The lower profit for the period ended June 30, 2017, was mainly attributed to the lower number of charter hire days in the current period compared to the same period last year, the effect of changing the estimated scrap value of vessels in accordance with applicable International Accounting Standards and the reduced operations of a few joint ventures.
Nakilat added that, on the other hand, the company’s timely repayment of the periodic loan instalments resulted in reduced finance costs.
The firm said that its steady performance “reflects the company’s prudence and effective strategic business plans in relation to the company’s rapid growth and development.”
During the first half of 2017, four vessels were transitioned into Nakilat in-house management, bringing the total vessels operated by Nakilat to 16 to date.
Additionally, Nakilat recently signed a Memorandum of Understanding (MoU) with Hoegh LNG, forming a strategic alliance to explore Floating Storage and Regasification Unit (FSRU) project.

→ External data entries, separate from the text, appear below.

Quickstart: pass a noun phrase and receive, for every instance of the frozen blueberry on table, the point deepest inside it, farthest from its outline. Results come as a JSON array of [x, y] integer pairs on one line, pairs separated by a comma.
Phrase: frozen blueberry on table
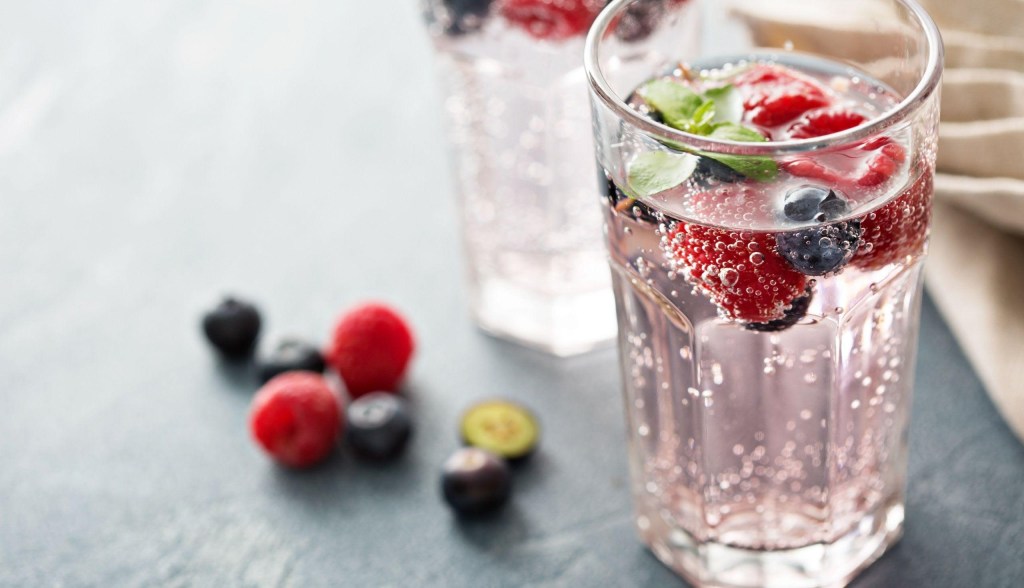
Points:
[[232, 328], [474, 481], [291, 355], [379, 425], [465, 15]]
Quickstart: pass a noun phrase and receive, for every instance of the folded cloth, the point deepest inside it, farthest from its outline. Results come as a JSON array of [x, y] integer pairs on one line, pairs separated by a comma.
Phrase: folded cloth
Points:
[[976, 261]]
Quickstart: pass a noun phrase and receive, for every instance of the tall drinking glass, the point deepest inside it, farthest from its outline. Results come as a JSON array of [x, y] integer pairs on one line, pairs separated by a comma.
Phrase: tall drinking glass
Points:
[[767, 200], [519, 131]]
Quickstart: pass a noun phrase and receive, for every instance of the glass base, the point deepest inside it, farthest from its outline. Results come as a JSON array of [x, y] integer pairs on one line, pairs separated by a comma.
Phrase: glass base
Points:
[[563, 325], [817, 565]]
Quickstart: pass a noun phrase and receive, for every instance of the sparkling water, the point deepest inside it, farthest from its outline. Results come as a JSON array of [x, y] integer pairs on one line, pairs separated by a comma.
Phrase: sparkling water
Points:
[[756, 448], [519, 128]]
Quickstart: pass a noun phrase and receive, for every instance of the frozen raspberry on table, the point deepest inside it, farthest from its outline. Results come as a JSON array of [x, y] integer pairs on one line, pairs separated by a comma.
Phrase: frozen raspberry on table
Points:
[[774, 95], [371, 348], [551, 19], [741, 271], [296, 418]]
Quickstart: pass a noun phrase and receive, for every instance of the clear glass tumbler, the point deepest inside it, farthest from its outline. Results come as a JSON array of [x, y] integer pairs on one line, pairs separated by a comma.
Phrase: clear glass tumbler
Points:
[[767, 184], [515, 101]]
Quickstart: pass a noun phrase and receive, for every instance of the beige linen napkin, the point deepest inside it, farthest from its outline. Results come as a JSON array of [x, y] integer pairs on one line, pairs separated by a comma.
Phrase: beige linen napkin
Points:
[[976, 265]]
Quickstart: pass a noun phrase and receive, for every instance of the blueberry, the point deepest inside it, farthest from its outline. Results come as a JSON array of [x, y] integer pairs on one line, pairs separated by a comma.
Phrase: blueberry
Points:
[[378, 425], [808, 202], [291, 355], [465, 15], [796, 311], [474, 480], [820, 250], [232, 328], [623, 203], [710, 172], [640, 19]]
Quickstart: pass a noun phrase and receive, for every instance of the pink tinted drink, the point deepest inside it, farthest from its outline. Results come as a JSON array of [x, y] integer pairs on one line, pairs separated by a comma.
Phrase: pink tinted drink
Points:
[[768, 307], [515, 101]]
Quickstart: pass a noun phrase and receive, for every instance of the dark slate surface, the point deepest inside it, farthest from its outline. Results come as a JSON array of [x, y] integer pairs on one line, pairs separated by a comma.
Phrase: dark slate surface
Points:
[[154, 155]]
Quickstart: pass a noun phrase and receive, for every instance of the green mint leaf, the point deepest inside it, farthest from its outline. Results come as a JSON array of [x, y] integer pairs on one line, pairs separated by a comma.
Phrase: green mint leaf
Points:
[[675, 101], [702, 119], [756, 167], [656, 171], [734, 132], [728, 103]]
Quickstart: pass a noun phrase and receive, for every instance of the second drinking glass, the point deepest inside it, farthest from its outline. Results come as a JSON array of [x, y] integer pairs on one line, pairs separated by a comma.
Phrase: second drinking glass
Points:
[[519, 130]]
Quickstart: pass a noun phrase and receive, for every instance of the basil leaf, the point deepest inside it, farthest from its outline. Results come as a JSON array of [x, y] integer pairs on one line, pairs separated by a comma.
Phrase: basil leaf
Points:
[[702, 119], [656, 171], [759, 168], [728, 103], [674, 101]]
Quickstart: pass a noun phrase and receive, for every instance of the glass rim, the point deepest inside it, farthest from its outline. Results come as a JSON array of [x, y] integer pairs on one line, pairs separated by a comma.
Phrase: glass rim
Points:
[[926, 86]]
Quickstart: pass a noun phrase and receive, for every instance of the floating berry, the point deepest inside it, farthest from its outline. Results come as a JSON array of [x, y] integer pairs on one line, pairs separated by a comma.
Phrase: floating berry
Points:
[[379, 425], [820, 250], [296, 418], [551, 19], [623, 203], [371, 348], [774, 95], [291, 355], [232, 328], [639, 21], [710, 173], [824, 122], [504, 427], [794, 313], [474, 480], [823, 249], [740, 271], [813, 203]]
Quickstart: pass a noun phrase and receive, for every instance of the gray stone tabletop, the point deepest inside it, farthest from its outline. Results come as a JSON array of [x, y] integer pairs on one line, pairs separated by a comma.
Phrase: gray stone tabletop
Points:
[[155, 155]]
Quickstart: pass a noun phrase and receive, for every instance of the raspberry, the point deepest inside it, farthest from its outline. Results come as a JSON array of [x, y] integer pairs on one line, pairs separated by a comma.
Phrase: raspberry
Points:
[[741, 271], [296, 419], [551, 19], [878, 167], [773, 95], [897, 229], [371, 348], [824, 122]]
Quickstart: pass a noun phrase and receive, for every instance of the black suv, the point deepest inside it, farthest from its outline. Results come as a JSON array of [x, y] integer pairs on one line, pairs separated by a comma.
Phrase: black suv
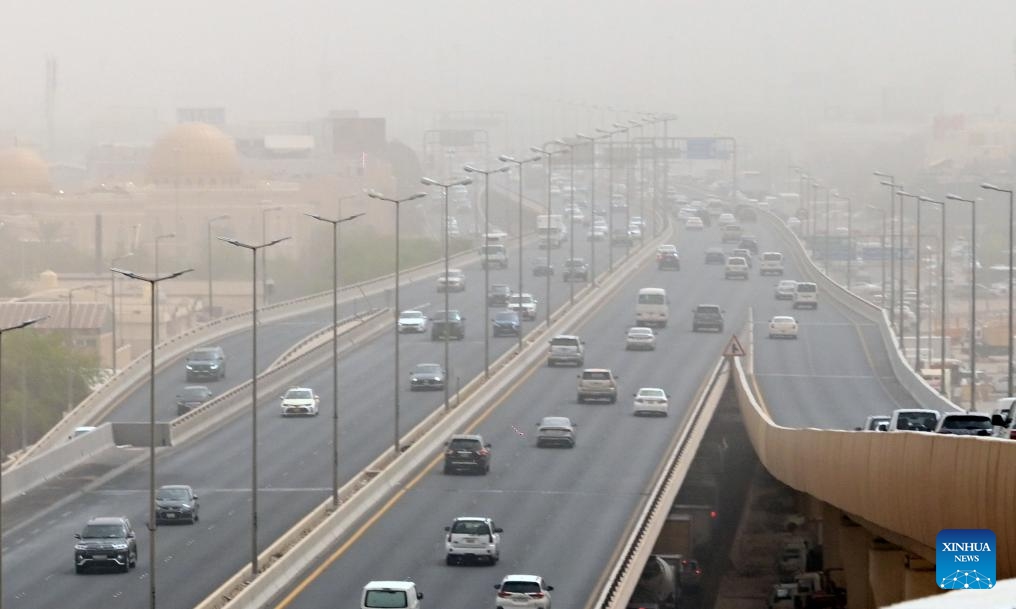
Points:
[[498, 295], [467, 452], [575, 269], [707, 316], [205, 363], [451, 323], [106, 541]]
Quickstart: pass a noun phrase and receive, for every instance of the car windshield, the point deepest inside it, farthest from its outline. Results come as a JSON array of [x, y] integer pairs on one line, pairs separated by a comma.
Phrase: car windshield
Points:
[[520, 587], [916, 421], [385, 599], [103, 532], [470, 528], [966, 422], [173, 494], [657, 393]]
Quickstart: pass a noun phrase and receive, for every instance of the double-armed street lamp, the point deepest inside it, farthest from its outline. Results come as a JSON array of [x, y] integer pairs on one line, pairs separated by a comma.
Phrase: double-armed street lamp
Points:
[[487, 245], [549, 155], [398, 212], [152, 282], [253, 248], [445, 186], [334, 347], [520, 166], [1009, 191]]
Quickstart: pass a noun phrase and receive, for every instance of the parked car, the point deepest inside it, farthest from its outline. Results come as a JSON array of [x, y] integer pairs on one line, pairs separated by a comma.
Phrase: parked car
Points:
[[205, 363], [300, 401], [106, 541], [427, 376], [464, 451], [472, 539], [176, 503], [411, 321], [556, 431], [190, 398]]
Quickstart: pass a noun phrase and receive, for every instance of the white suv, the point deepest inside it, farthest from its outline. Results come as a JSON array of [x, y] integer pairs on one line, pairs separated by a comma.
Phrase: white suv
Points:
[[528, 592], [471, 538]]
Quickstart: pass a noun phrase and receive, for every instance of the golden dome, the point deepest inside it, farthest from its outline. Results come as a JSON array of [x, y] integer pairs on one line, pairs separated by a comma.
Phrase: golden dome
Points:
[[196, 155], [23, 170]]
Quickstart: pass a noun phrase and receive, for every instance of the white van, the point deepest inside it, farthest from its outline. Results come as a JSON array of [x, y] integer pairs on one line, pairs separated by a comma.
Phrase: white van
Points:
[[652, 307], [390, 595], [771, 262], [806, 295]]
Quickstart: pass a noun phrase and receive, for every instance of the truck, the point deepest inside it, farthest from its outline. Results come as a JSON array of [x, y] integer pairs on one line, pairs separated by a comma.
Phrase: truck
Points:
[[551, 231]]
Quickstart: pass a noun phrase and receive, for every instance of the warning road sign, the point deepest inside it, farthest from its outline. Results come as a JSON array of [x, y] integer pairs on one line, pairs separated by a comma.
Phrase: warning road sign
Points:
[[734, 348]]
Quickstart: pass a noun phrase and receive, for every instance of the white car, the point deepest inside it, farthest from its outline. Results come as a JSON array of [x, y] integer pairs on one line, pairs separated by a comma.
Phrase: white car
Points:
[[782, 326], [785, 290], [523, 304], [411, 321], [522, 592], [650, 401], [300, 401], [640, 339], [472, 538]]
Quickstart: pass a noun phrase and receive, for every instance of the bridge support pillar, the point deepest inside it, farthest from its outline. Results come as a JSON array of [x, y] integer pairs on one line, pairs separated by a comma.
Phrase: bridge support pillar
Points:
[[886, 572], [918, 581], [854, 541]]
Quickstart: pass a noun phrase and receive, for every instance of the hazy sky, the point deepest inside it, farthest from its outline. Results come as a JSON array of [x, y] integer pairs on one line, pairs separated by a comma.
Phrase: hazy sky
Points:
[[710, 61]]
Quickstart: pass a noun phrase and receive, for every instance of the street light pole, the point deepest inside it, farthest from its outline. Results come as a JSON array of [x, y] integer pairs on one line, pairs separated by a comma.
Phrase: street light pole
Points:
[[113, 304], [211, 308], [571, 216], [550, 170], [157, 239], [487, 244], [1010, 192], [264, 253], [398, 212], [253, 248], [520, 165], [445, 186], [152, 282], [4, 330], [973, 297], [334, 347]]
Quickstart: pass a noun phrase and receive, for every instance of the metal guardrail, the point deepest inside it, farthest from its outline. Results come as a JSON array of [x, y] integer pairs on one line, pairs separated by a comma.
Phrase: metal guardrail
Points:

“This collaboration is a strategic move for Nakilat as we are always looking at opportunities to venture into leading-edge technologies and diversifying solutions to deliver clean energy worldwide, which further strengthens Qatar’s position in the energy portfolio,” Abdullah Fadhalah Al Sulaiti, Nakilat Managing Director, said.
Furthermore, the company said that it continues to assess its current investments in relation to profitability “in order to address any risk involved for the company and its shareholders.”
“Although Nakilat anticipates continued challenges, we remain focus on effective and efficient measures of control to steer the company forward,” Al Sulaiti added.